Total sospende la produzione, Tronchetti si dimette dall'advisory council della Lybian Investment Authority
La compagnia petrolifera francese Total ha avviato la sospensione delle sue attività petrolifere. «È ancora troppo presto - spiega un portavoce della Total - per quantificare l'impatto sulla produzione. A causa dei recenti eventi la priorità è il rimpatrio dei familiari dei dipendenti, che è gia in corso».
A fronte dei tragici eventi che colpiscono la popolazione libica Marco Tronchetti Provera ha deciso di dimettersi dall'advisory council della Lybian Investment Authority. Il presidente di Pirelli era entrato nel comitato per gli investimenti del fondo sovrano libico nel marzo 2009.

Romani: nessun pericolo per la distribuzione del gas in Italia
Per il ministro dello Sviluppo economico Paolo Romani la situazione è ottimale. Lasciando il comitato di sicurezza che è riunito alla sede del Ministero ha affermato che non c'è nessun pericolo per la distribuzione del gas in Italia «il lavoro fatto in questi anni ci consente di dormire sonni assolutamente tranquilli».

Alle 15 question time da Montecitorio
Alle 15.00 si svolgerà il question time trasmesso dalla Rai in diretta televisiva dall'Aula di Montecitorio. Il ministro per i Rapporti con il Parlamento, Elio Vito, risponderà ad una interrogazione sulle iniziative in relazione agli sviluppi della situazione in Libia.

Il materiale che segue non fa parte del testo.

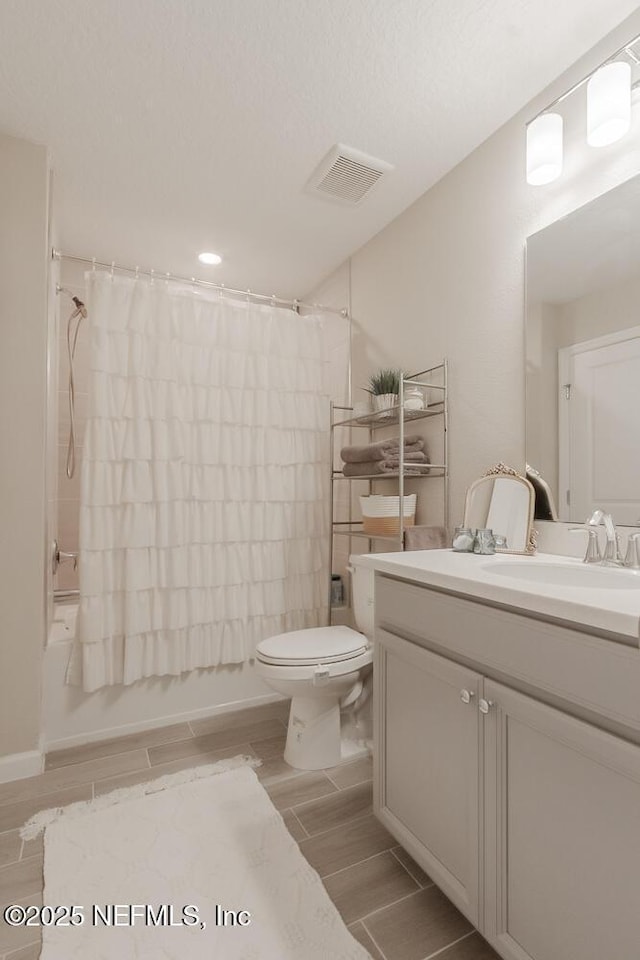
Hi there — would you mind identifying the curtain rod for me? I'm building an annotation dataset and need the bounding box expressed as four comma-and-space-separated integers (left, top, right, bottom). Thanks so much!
51, 247, 349, 320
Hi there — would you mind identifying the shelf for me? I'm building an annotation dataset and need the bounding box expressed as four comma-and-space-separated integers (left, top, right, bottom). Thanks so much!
333, 401, 444, 430
333, 523, 400, 543
333, 463, 445, 480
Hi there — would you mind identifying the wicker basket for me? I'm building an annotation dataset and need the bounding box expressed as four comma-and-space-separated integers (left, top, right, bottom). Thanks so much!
360, 493, 417, 537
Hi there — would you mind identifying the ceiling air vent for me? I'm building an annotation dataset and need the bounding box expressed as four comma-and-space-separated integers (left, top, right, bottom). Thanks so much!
307, 143, 393, 204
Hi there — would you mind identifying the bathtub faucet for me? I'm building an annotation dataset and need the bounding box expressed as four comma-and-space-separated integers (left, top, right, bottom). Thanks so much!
51, 540, 78, 574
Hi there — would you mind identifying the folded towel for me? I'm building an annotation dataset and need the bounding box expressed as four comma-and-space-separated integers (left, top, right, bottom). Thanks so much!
404, 526, 448, 550
340, 433, 424, 463
378, 450, 429, 467
342, 454, 430, 477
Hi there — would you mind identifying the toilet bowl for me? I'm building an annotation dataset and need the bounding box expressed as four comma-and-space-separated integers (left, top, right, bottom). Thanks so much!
256, 556, 374, 770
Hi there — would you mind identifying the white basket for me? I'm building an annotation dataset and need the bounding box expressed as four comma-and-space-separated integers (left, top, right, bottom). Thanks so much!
360, 493, 418, 535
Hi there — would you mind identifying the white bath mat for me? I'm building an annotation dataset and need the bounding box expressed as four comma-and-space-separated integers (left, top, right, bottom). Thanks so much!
23, 760, 369, 960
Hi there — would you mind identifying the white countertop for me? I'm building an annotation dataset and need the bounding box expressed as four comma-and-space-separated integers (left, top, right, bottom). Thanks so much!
354, 549, 640, 643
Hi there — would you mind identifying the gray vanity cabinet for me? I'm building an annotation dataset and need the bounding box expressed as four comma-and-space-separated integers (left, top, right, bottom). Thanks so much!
375, 631, 481, 925
374, 577, 640, 960
483, 680, 640, 960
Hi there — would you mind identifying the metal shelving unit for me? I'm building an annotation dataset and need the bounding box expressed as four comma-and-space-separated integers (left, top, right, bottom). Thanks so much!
330, 360, 449, 616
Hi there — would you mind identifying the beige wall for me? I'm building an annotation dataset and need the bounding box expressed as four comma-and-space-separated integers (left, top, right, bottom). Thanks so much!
0, 136, 48, 758
312, 12, 640, 524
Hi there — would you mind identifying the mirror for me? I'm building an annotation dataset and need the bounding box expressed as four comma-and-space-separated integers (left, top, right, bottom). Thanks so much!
525, 176, 640, 526
463, 463, 535, 553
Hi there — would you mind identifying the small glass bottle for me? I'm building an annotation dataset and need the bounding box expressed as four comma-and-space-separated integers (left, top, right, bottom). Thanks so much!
453, 527, 475, 553
473, 527, 496, 555
404, 387, 424, 410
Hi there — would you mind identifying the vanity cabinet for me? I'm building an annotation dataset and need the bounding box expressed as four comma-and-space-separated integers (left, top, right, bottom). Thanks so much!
376, 633, 482, 925
374, 578, 640, 960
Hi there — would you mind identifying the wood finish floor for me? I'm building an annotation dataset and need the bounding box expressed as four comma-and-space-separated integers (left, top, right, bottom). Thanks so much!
0, 702, 499, 960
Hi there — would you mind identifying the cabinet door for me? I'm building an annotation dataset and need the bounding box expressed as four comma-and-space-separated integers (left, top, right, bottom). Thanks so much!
374, 630, 481, 924
483, 680, 640, 960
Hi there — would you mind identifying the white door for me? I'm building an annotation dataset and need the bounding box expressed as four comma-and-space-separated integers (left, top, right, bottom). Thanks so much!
558, 327, 640, 525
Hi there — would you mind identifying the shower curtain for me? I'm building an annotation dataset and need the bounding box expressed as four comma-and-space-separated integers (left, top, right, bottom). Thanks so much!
70, 272, 329, 691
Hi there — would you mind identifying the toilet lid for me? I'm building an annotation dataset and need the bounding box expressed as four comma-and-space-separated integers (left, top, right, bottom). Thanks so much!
256, 627, 368, 666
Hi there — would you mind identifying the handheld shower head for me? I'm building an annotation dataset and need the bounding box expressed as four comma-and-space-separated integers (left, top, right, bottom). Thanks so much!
71, 297, 87, 318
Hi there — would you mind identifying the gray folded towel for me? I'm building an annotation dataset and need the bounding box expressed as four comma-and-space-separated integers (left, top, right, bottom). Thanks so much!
342, 454, 430, 477
404, 526, 448, 550
340, 433, 424, 463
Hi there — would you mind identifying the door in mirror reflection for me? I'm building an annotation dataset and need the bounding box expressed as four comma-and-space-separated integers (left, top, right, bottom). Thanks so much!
558, 327, 640, 525
525, 176, 640, 526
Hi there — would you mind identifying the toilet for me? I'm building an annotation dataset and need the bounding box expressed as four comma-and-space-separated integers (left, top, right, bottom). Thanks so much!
256, 556, 374, 770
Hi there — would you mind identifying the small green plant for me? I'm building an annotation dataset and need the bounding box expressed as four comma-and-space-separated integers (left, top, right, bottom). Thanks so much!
365, 368, 401, 396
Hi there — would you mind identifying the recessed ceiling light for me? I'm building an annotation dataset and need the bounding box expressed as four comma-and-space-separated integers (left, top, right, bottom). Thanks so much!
198, 253, 222, 267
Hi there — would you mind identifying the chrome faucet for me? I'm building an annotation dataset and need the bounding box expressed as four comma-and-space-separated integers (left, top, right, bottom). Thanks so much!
624, 533, 640, 570
585, 510, 622, 567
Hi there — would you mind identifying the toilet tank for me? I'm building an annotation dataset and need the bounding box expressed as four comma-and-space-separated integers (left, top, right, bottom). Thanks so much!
349, 555, 375, 640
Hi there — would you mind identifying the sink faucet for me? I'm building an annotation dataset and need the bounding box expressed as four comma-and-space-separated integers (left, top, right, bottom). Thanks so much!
585, 510, 622, 567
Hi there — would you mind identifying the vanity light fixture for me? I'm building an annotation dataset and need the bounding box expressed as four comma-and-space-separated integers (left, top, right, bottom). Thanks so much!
198, 253, 222, 267
527, 113, 562, 186
527, 34, 640, 186
587, 60, 631, 147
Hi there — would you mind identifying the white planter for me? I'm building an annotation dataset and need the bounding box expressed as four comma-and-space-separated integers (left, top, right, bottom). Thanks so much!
373, 393, 398, 412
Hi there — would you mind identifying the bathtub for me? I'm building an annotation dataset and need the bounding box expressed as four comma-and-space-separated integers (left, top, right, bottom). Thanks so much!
42, 603, 280, 752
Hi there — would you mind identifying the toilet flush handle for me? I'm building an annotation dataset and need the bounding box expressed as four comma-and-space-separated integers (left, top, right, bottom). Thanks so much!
313, 663, 331, 687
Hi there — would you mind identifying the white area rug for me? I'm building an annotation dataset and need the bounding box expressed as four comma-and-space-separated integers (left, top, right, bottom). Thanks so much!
22, 758, 369, 960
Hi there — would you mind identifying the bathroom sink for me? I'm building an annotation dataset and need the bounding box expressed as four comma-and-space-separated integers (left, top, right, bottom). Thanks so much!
483, 560, 640, 591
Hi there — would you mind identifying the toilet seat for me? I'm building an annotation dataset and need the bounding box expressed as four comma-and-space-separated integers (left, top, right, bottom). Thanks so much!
256, 626, 369, 669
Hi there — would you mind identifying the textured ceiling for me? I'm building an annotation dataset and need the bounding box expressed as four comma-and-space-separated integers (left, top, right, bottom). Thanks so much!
0, 0, 636, 295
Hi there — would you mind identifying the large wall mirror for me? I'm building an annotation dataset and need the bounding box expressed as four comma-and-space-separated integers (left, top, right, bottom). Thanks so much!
525, 176, 640, 526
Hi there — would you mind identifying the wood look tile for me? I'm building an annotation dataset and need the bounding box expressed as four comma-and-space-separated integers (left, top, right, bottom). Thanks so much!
45, 723, 192, 770
300, 815, 396, 877
191, 700, 291, 740
148, 720, 282, 766
0, 830, 22, 867
364, 886, 473, 960
391, 847, 433, 887
289, 781, 373, 836
265, 770, 338, 808
280, 810, 307, 840
4, 940, 42, 960
0, 857, 43, 908
347, 921, 385, 960
324, 851, 418, 923
251, 757, 300, 787
251, 731, 287, 760
325, 757, 373, 790
0, 783, 93, 832
94, 743, 257, 797
0, 750, 149, 811
0, 896, 42, 960
438, 931, 500, 960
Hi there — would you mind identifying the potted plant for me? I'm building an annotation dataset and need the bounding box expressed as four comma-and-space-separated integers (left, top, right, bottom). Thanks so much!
366, 368, 402, 410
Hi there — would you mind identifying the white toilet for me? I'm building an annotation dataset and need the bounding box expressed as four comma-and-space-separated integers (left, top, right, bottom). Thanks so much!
256, 556, 374, 770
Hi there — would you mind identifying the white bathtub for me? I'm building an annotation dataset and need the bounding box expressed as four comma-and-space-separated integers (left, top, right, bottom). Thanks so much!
42, 603, 280, 752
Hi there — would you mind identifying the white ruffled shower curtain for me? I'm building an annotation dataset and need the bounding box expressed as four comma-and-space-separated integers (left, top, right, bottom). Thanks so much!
70, 272, 329, 691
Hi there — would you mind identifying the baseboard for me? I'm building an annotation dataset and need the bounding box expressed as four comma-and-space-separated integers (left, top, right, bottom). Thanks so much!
44, 693, 285, 752
0, 750, 44, 783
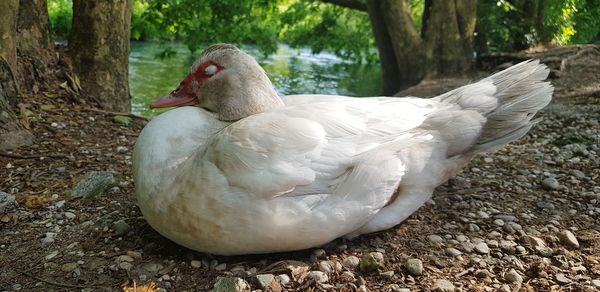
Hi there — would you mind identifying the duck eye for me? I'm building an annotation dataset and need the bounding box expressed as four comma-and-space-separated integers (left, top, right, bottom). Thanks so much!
204, 64, 217, 76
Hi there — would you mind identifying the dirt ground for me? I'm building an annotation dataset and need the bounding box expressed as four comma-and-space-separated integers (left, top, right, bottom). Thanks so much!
0, 46, 600, 291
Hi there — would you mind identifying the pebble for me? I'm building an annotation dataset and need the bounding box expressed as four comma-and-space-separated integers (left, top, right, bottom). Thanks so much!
475, 242, 490, 254
211, 277, 250, 292
558, 230, 579, 248
444, 247, 462, 257
504, 269, 523, 283
427, 234, 444, 243
542, 177, 560, 191
254, 274, 275, 290
277, 274, 292, 285
60, 263, 79, 272
359, 251, 384, 273
554, 274, 571, 285
494, 218, 504, 226
0, 192, 19, 214
404, 259, 423, 276
342, 256, 360, 269
71, 171, 119, 199
339, 271, 356, 283
112, 220, 131, 236
379, 271, 394, 280
433, 279, 454, 292
308, 271, 329, 283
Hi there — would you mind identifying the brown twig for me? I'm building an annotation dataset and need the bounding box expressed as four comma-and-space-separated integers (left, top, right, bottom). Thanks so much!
0, 151, 69, 159
15, 269, 104, 289
83, 108, 150, 121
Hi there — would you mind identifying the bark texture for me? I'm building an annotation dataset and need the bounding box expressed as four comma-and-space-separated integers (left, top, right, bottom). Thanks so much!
367, 0, 477, 95
0, 0, 33, 150
17, 0, 57, 93
69, 0, 131, 112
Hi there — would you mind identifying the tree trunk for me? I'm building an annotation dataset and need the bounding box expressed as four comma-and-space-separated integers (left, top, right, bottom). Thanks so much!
367, 0, 477, 95
69, 0, 131, 112
0, 0, 33, 150
17, 0, 56, 93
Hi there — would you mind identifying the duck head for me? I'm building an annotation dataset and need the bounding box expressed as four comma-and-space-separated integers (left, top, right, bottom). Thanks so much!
150, 44, 283, 121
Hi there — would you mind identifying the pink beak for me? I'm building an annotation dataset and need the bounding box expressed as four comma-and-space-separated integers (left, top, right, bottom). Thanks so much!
150, 75, 198, 108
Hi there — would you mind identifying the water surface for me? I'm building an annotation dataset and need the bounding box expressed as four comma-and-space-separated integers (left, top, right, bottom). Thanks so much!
129, 42, 382, 116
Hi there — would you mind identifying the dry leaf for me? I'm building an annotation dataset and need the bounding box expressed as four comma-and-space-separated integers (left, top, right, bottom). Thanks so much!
25, 195, 52, 209
123, 282, 158, 292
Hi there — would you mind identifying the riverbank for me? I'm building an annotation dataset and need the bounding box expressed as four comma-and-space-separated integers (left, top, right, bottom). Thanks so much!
0, 46, 600, 291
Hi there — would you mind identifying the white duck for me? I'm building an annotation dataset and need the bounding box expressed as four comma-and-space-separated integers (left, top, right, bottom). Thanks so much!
134, 44, 553, 255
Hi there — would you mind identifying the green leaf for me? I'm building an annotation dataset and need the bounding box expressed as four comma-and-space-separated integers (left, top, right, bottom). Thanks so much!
113, 116, 133, 126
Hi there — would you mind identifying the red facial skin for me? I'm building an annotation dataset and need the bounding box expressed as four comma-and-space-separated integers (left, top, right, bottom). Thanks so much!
150, 61, 225, 108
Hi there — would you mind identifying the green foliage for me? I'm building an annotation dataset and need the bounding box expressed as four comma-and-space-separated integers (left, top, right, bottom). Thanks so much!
476, 0, 600, 52
280, 0, 377, 61
48, 0, 73, 38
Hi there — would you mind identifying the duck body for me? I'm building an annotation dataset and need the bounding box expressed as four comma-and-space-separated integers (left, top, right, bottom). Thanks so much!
134, 44, 552, 255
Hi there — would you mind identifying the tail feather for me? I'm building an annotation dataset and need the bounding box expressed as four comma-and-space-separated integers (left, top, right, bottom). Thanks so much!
436, 60, 554, 153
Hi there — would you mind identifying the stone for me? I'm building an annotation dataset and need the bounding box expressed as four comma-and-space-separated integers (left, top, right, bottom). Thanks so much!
342, 256, 360, 269
554, 274, 571, 285
433, 279, 454, 292
60, 263, 79, 272
277, 274, 292, 285
308, 271, 329, 283
542, 177, 560, 191
0, 192, 19, 214
475, 242, 490, 254
404, 259, 423, 276
444, 247, 462, 257
504, 269, 523, 283
254, 274, 277, 290
427, 234, 444, 243
558, 230, 579, 248
71, 171, 119, 199
112, 220, 131, 236
211, 277, 250, 292
339, 271, 356, 283
359, 252, 384, 273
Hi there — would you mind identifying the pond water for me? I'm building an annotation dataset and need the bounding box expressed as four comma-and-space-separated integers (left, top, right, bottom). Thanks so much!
129, 42, 382, 116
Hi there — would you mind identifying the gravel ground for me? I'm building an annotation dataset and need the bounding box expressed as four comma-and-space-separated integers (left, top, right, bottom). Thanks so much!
0, 46, 600, 291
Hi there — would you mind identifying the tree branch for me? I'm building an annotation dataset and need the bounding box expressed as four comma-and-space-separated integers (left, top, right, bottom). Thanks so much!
321, 0, 367, 12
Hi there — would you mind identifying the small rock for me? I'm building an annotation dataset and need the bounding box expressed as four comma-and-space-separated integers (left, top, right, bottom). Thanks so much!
359, 252, 384, 273
554, 274, 571, 285
433, 279, 454, 292
339, 271, 356, 283
277, 274, 291, 285
542, 177, 560, 191
504, 269, 523, 283
308, 271, 329, 283
71, 171, 119, 199
254, 274, 277, 290
0, 192, 19, 214
211, 277, 250, 292
60, 263, 79, 272
427, 234, 444, 243
404, 259, 423, 276
342, 256, 360, 269
379, 271, 394, 280
475, 242, 490, 254
112, 220, 131, 236
558, 230, 579, 248
444, 247, 462, 257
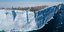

Wikileaks svela le guerre intestine tra i figli per il controllo dell'impero finanziario
Secondo il quotidiano britannico Financial Times, che cita dispacci diplomatici americani rivelati da Wikileaks sarebbero in corso da nni «guerre intestine» tra i rampolli Gheddafi, maschi e femmine. Per i diplomatici americani, le liti sarebbero provocate soprattutto dall'attivismo sulla scena pubblica del secondogenito Seif al Islam. Con il titolo «Gheddafi Incorporated», diplomatici dell'ambasciata degli Stati Uniti a Tripoli affermano che il colonnello e la sua famiglia controllano una parte considerevole dell'economia nazionale e posseggono importanti partecipazioni nei settori del petrolio e del gas, nelle telecomunicazioni, nelle infrastrutture, negli alberghi, nei media e nella grande distribuzione.
In un dispaccio del 2006, i diplomatici americani in Libia spiegano che i figli di Gheddafi ricevono regolarmente redditi dalla società petrolifera nazionale, le cui esportazioni annuali ammontano a decine di miliardi di dollari. Il leader stesso ha investito nel 2009 16 milioni di euro in un complesso alberghiero all'Aquila.